The Bravest Woman in America

The Bravest Woman in America

Marissa Moss
Illustrator:  Andrea U'Ren 
Historical Fiction Picture Book
Tricycle Press, 2011   ISBN: 978-1582463698

Ida loves the sea in all its moods, so she is delighted when her father gets the job of lighthouse keeper. Every day, twice a day, he has to row out to Lime Rock, a small island in Newport Harbor to check on the light. Ida wants to go to the island with her father, who agrees to let her go if she will do the rowing.

Though the work is hard, and though Ida gets blistered hands and aching shoulders, she manages to row all the way to the island, and thereafter she goes out to Lime Rock with her father whenever she can. He teaches her how to take care of the light in the lighthouse, and as the years go by, Ida becomes a skilled and strong rower.

When Ida is fifteen, she and her family go to live on Lime Rock in the new house that was built there so that a lighthouse keeper can be on the island all the time. When her father gets too frail to man the light any more, Ida and her mother take over the job. Ida can not only man the light and row in high seas, but she knows what to do if she sees a ship that is in trouble. She never imagines that she will have to use this knowledge, because she has never seen her father save anyone, but it turns out that Ida is going to be called on to be “the bravest girl in America.”

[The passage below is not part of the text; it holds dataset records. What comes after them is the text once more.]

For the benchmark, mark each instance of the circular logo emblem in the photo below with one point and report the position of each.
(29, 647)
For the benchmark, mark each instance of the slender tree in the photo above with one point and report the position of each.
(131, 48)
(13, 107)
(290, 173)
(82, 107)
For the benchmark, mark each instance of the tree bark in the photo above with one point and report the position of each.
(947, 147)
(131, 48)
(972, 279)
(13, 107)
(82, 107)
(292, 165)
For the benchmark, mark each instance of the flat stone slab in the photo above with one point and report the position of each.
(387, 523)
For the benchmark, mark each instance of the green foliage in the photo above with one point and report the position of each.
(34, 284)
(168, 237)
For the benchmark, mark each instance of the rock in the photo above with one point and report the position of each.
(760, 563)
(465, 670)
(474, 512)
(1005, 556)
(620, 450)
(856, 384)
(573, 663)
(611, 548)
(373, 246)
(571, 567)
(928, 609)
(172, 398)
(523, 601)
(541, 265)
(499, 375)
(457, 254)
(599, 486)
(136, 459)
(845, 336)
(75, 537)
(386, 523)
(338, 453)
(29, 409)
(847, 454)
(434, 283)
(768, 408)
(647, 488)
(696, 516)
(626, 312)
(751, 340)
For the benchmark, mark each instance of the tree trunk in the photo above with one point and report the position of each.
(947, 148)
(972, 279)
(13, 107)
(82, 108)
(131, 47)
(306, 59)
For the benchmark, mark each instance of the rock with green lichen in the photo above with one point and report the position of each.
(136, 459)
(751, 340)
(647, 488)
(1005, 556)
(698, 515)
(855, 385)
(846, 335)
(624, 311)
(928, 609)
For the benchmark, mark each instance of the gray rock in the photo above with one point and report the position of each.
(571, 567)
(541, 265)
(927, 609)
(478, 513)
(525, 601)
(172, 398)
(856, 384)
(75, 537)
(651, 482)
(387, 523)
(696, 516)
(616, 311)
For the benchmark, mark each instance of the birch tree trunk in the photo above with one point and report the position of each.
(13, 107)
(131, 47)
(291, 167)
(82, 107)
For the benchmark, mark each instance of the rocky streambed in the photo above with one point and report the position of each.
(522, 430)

Based on the true story of Ida Lewis, this picture book will show young readers that courage comes in many forms. Ida Lewis did what she thought was her duty, and she did not make a big fuss about it. In her lifetime, she saved at least eighteen lives, and she was awarded two medals for her heroic rescues at sea. She demonstrated that women can be just as brave as men at a time when many people thought women were delicate and not capable of such things.

An author’s note at the back of the book provides readers with further information about Ida Lewis’s life.